Working in a HPC environment

Many researchers have access to institutional HPC facilities that allow time-sharing of the capacity of a large computer cluster between many users. Julia and COBREXA.jl work well within this environment, and the COBREXA analyses usually require only minimal additional customization to be able to find and utilize the resources available from the HPC.

When executed in a HPC environment, the analysis script must solve several relatively complex tasks:

  • It needs to find out how many resources were allocated for the analysis
  • It needs to add the remote workers precisely at the allocated places

Fortunately, the package ClusterManagers.jl does that for us. For simplicily, here we assume that your HPC is scheduled by Slurm, but other scheduling environments are supported in a very similar way.

Interacting with Slurm

Adding of the Slurm-provided is done as follows:

  • you import the ClusterManagers package
  • you find how many processes to spawn from the environment from SLURM_NTASKS environment variable
  • you use the function addprocs_slurm to precisely connect to your allocated computational resources

After adding the Slurm workers, you may continue as if the workers were added using normal addprocs –- typically you load the model and (for example) run the flux_variability_analysis as if you would use the local workers.

The Julia script that does a parallel analysis in a Slurm cluster may look as follows:

using COBREXA, Distributed, ClusterManagers, GLPK

available_workers = parse(Int, ENV["SLURM_NTASKS"])

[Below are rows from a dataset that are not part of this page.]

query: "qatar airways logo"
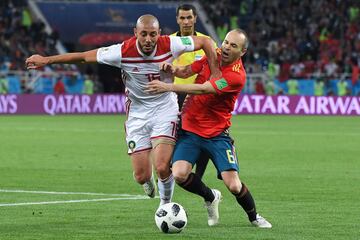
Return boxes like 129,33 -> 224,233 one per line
43,95 -> 126,115
0,95 -> 17,113
1,94 -> 359,116
233,95 -> 360,115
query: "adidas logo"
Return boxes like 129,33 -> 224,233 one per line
132,67 -> 139,72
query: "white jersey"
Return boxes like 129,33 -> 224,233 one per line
97,35 -> 195,118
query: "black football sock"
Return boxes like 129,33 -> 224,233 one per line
233,183 -> 257,221
178,173 -> 214,202
195,154 -> 210,179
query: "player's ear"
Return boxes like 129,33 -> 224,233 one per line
133,28 -> 137,37
159,28 -> 162,35
193,15 -> 197,24
240,48 -> 247,57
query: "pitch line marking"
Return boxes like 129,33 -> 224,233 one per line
0,127 -> 118,133
0,189 -> 158,207
0,197 -> 151,207
0,189 -> 140,197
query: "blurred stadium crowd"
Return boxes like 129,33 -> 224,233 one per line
205,0 -> 360,95
0,0 -> 359,96
0,0 -> 58,71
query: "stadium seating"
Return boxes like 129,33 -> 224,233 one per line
203,0 -> 360,95
0,0 -> 359,95
33,77 -> 53,94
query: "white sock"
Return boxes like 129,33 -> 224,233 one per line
158,174 -> 174,205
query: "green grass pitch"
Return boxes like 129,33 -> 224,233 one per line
0,115 -> 359,240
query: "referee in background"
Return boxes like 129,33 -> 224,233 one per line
171,4 -> 217,179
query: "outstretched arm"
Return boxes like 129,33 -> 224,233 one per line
25,49 -> 98,70
146,80 -> 216,95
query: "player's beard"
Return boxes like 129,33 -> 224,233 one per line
141,43 -> 155,55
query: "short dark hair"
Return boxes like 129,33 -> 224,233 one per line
176,4 -> 197,16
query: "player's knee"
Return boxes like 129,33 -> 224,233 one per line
172,169 -> 190,184
227,181 -> 242,194
154,163 -> 170,179
173,173 -> 188,184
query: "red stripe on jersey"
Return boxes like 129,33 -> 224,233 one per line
123,122 -> 127,137
156,36 -> 171,56
121,54 -> 173,63
128,147 -> 152,155
171,121 -> 177,137
121,36 -> 139,58
125,98 -> 131,119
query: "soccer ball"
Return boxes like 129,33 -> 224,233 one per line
155,202 -> 187,233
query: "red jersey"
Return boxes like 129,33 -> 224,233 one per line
181,52 -> 246,138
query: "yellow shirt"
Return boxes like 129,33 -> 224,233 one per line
171,31 -> 216,84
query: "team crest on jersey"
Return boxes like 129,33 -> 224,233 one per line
128,140 -> 136,151
232,63 -> 242,73
215,78 -> 228,90
180,37 -> 192,45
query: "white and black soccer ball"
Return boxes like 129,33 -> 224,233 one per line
155,202 -> 187,233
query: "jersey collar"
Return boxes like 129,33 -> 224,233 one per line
135,39 -> 157,58
220,57 -> 242,71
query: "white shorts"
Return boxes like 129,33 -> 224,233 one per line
125,105 -> 179,154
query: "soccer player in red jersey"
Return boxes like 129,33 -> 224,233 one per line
147,29 -> 272,228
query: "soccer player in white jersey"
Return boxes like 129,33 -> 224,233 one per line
25,14 -> 221,205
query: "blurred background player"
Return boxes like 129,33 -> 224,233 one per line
147,29 -> 272,228
25,14 -> 220,206
172,4 -> 217,179
0,74 -> 8,94
82,75 -> 94,95
54,77 -> 66,94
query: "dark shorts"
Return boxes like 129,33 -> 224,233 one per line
172,130 -> 239,179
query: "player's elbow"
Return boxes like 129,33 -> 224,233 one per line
83,54 -> 93,63
194,36 -> 212,51
83,50 -> 98,63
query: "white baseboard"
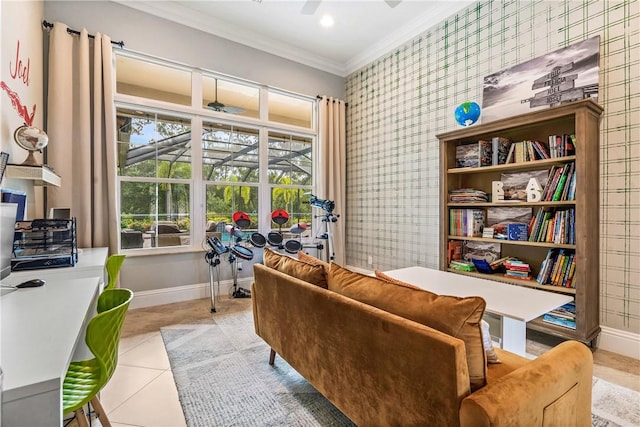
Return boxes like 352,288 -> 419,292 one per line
129,277 -> 253,310
130,276 -> 640,361
598,326 -> 640,360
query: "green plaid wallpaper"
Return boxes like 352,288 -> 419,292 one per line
344,0 -> 639,333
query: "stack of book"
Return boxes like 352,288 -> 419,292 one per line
449,259 -> 475,272
503,258 -> 531,280
448,188 -> 488,203
543,301 -> 576,329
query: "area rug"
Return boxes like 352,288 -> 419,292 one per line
161,310 -> 639,427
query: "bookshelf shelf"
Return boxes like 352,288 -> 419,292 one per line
446,268 -> 577,295
448,201 -> 576,208
438,99 -> 603,345
446,235 -> 576,249
447,155 -> 576,175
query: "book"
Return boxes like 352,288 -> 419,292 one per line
543,313 -> 576,329
560,163 -> 575,201
552,162 -> 574,201
564,134 -> 575,156
532,140 -> 550,159
449,260 -> 475,271
504,258 -> 532,280
486,207 -> 532,238
507,223 -> 528,241
501,170 -> 550,201
493,137 -> 511,165
479,140 -> 492,166
462,240 -> 501,263
456,143 -> 480,168
505,143 -> 516,163
472,258 -> 494,274
447,240 -> 462,264
449,209 -> 486,237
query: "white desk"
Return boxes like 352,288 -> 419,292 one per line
382,266 -> 573,356
1,276 -> 101,427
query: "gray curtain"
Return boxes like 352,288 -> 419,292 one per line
46,22 -> 118,252
316,96 -> 346,265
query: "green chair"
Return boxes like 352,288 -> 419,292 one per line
104,254 -> 126,291
62,288 -> 133,427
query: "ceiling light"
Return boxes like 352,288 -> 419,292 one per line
320,15 -> 334,28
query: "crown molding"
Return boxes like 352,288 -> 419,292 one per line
112,0 -> 473,78
344,1 -> 474,76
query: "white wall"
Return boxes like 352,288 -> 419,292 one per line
0,1 -> 44,218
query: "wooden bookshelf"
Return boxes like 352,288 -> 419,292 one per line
437,99 -> 603,344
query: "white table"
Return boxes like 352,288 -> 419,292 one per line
1,276 -> 101,427
382,266 -> 573,356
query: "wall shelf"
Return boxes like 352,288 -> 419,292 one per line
4,164 -> 61,187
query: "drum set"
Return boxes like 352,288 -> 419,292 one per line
204,208 -> 323,312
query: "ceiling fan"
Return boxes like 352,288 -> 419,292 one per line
301,0 -> 401,15
207,79 -> 245,114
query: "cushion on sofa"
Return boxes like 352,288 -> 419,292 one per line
374,270 -> 423,289
297,251 -> 331,273
263,248 -> 328,289
375,270 -> 501,365
328,263 -> 487,391
481,319 -> 501,364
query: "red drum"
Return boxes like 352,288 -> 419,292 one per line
284,239 -> 302,254
232,211 -> 251,229
267,231 -> 283,246
271,209 -> 289,226
230,245 -> 254,261
290,222 -> 307,234
248,232 -> 266,248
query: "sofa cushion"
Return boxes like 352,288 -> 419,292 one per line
263,248 -> 328,289
328,263 -> 487,391
481,319 -> 501,364
376,270 -> 501,365
374,269 -> 423,290
297,251 -> 331,274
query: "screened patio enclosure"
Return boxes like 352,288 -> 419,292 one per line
117,119 -> 314,245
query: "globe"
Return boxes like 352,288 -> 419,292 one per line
454,102 -> 481,127
13,125 -> 49,166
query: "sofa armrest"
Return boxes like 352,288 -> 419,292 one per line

addprocs_slurm(available_workers)

# ... load models, prepare data, etc. ...

result = flux_variability_analysis(...; workers=workers())

# ... save the results into a file ...
What about the other HPC schedulers?

ClusterManagers.jl supports many other common HPC scheduling systems, including LFS, Sun Grid, SGE, PBS, and Scyld, in a way almost identical to Slurm. See the package documentation for details.

Wrapping your script in a Slurm batch job

To be able to submit your script for later processing using the sbatch Slurm command, you need to wrap it in a small "batch" script that tells Slurm how many resources the process needs.

Assuming you have a Julia computation script written down in myJob.jl and saved on your HPC cluster's access node, the corresponding Slurm batch script (let's call it myJob.sbatch) may look as follows:

#!/bin/bash -l
#SBATCH -n 100           # the job will require 100 individual workers
#SBATCH -c 1             # each worker will sit on a single CPU
#SBATCH -t 30            # the whole job will take less than 30 minutes
#SBATCH -J myJob         # the name of the job

module load lang/Julia   # this is usually required to make Julia available to your job

julia myJob.jl

To run the computation, simply run sbatch myJob.sbatch on the cluster access node. The job will be scheduled and eventually executed. You may watch the output of commands sacct and squeue in the meantime, to see the progress.

Remember that you need to explicitly save the result of your Julia script computation to files, to be able to retrieve them later. Standard outputs of the jobs are often mangled and discarded. If you still want to collect the standard output of your Julia script, you may change the last line of the batch script to

julia myJob.jl > myJob.log

and collect the output from myJob.log later. This is convenient especially if your script logs various computation details using @info and similar macros.